Storing 60+TB of data is different than searching and doing complex computation on 60TB of data.

Also, operations on a such huge data set can be really painful. Think how to backup a DB like that safely, or how to update the engine.

Some slides (little old, 2014) about a huge postgres instance serving as a backend for leboncoin.fr (main classified advertising website in France).

https://fr.slideshare.net/jlb666/pgday-fr-2014-presentation-...

Basically, they bought the best hardware money could buy at the time to scale vertically, they, in the end, run in some issues and started thinking about sharding this huge DB.

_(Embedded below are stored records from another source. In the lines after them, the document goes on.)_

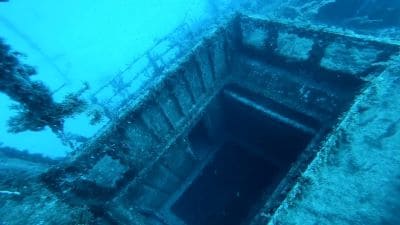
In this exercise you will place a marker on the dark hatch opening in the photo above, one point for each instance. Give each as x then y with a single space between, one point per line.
256 152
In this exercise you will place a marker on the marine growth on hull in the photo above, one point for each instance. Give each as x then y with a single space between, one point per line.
263 121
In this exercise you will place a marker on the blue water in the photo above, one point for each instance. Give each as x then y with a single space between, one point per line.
94 56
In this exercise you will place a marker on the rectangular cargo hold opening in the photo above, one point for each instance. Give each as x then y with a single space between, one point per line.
250 149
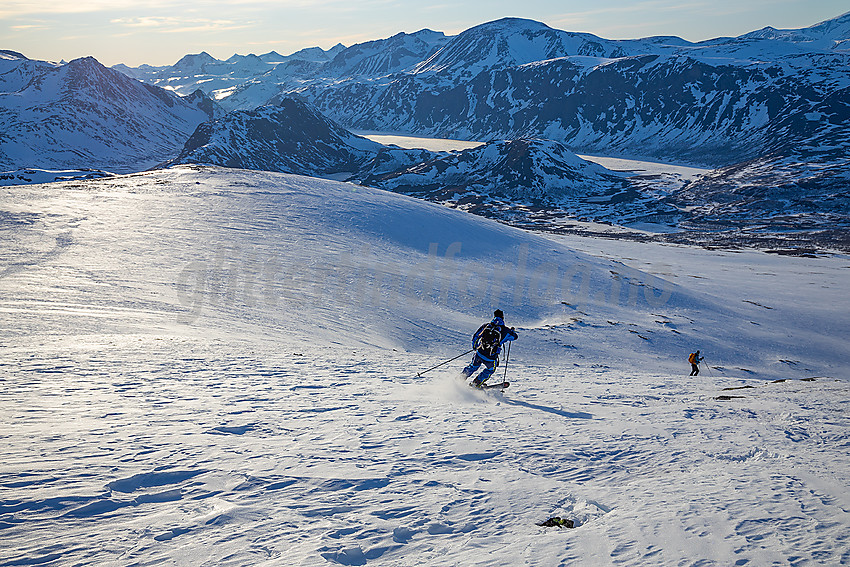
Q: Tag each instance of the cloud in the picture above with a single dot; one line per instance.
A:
(18, 8)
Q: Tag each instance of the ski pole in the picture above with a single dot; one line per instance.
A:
(419, 374)
(507, 359)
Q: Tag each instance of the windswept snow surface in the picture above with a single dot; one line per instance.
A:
(203, 366)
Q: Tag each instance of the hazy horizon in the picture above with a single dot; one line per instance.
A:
(160, 33)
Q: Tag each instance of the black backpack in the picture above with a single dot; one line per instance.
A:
(490, 339)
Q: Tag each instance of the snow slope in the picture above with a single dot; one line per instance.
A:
(212, 366)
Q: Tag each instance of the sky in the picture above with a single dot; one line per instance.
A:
(160, 32)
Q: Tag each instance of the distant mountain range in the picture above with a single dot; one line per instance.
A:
(769, 110)
(84, 115)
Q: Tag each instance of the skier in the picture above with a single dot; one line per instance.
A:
(694, 358)
(487, 342)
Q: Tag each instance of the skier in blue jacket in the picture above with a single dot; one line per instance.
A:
(487, 342)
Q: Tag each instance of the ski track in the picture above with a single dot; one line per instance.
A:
(228, 458)
(133, 436)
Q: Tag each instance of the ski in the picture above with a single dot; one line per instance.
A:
(486, 386)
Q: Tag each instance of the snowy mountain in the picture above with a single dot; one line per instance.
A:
(220, 366)
(288, 137)
(500, 179)
(540, 172)
(203, 71)
(84, 115)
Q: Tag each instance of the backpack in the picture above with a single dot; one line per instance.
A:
(490, 340)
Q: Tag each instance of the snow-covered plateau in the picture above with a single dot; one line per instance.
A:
(210, 366)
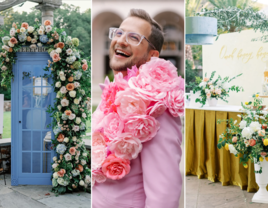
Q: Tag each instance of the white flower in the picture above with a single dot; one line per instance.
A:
(22, 29)
(58, 50)
(41, 32)
(76, 128)
(30, 29)
(242, 124)
(64, 102)
(55, 175)
(255, 126)
(84, 115)
(55, 165)
(59, 107)
(247, 132)
(63, 90)
(10, 44)
(72, 93)
(78, 120)
(48, 28)
(58, 84)
(232, 149)
(76, 84)
(68, 157)
(76, 101)
(66, 140)
(62, 78)
(81, 183)
(61, 73)
(69, 51)
(72, 116)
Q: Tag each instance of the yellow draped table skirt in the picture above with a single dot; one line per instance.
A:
(205, 160)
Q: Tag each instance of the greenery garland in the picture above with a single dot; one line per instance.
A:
(71, 82)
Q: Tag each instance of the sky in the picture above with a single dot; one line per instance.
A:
(83, 4)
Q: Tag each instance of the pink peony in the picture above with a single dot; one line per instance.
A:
(98, 176)
(112, 125)
(129, 103)
(98, 155)
(98, 139)
(133, 72)
(108, 97)
(115, 168)
(156, 110)
(56, 57)
(126, 146)
(175, 102)
(143, 127)
(156, 78)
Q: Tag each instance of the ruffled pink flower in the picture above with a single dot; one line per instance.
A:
(112, 125)
(156, 78)
(143, 127)
(98, 139)
(126, 146)
(115, 168)
(129, 103)
(156, 110)
(133, 72)
(175, 102)
(98, 176)
(108, 97)
(98, 155)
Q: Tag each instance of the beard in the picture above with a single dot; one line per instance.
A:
(127, 65)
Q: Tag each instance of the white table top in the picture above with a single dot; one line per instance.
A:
(228, 108)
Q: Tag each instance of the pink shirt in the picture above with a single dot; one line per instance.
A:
(154, 180)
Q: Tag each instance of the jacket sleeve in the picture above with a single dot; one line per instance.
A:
(160, 160)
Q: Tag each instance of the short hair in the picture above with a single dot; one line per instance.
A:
(157, 35)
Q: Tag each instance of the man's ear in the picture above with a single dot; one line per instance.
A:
(152, 53)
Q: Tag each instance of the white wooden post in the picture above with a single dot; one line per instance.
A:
(1, 112)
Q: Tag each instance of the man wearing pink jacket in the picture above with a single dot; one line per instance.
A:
(154, 180)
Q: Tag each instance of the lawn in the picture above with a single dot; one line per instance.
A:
(7, 126)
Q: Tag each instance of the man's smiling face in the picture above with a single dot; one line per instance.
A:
(122, 54)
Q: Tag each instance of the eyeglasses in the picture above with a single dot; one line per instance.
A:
(131, 37)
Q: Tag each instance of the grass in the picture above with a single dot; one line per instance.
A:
(7, 126)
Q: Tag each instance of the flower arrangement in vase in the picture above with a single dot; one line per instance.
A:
(212, 90)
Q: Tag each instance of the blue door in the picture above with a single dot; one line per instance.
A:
(31, 136)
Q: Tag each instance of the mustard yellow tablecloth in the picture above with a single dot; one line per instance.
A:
(205, 160)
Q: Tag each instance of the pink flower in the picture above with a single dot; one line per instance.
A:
(98, 156)
(129, 102)
(108, 97)
(175, 102)
(98, 139)
(56, 57)
(112, 125)
(143, 127)
(115, 168)
(84, 67)
(126, 146)
(156, 110)
(133, 72)
(98, 176)
(156, 78)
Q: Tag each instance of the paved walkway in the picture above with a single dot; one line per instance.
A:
(202, 193)
(39, 197)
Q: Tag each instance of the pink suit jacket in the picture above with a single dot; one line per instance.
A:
(154, 180)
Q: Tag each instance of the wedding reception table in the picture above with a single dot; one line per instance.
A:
(204, 159)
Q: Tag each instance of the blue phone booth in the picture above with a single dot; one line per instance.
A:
(32, 154)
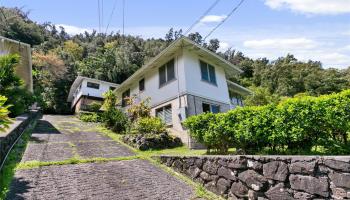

Absolutely. Queries on 60TB of data can certainly merit more than one box. Hell, queries on 1TB of data can merit more than one box.

I have a workload that runs close to 1.2million TPS for hours at a time and needs less than 100 millisecond response times at the 99th percentile. That uses more than 1 box and sits (replicated) in RAM.

However, 5TB of data really _isn't_ that much on modern SSD's. You can fit a sizable chunk of that in RAM on a decent server, so you probably _don't_ need more than one box.

I have 5TB of data that needs to sit on an SSD is, to be honest, a really poor performance metric. If you are genuinely specing out hardware and a database a better statement would be:

"I have 5TB of relational data, with a pareto distribution for access, at a peak of 100K TPS". Then we can start talking about what solves the problem.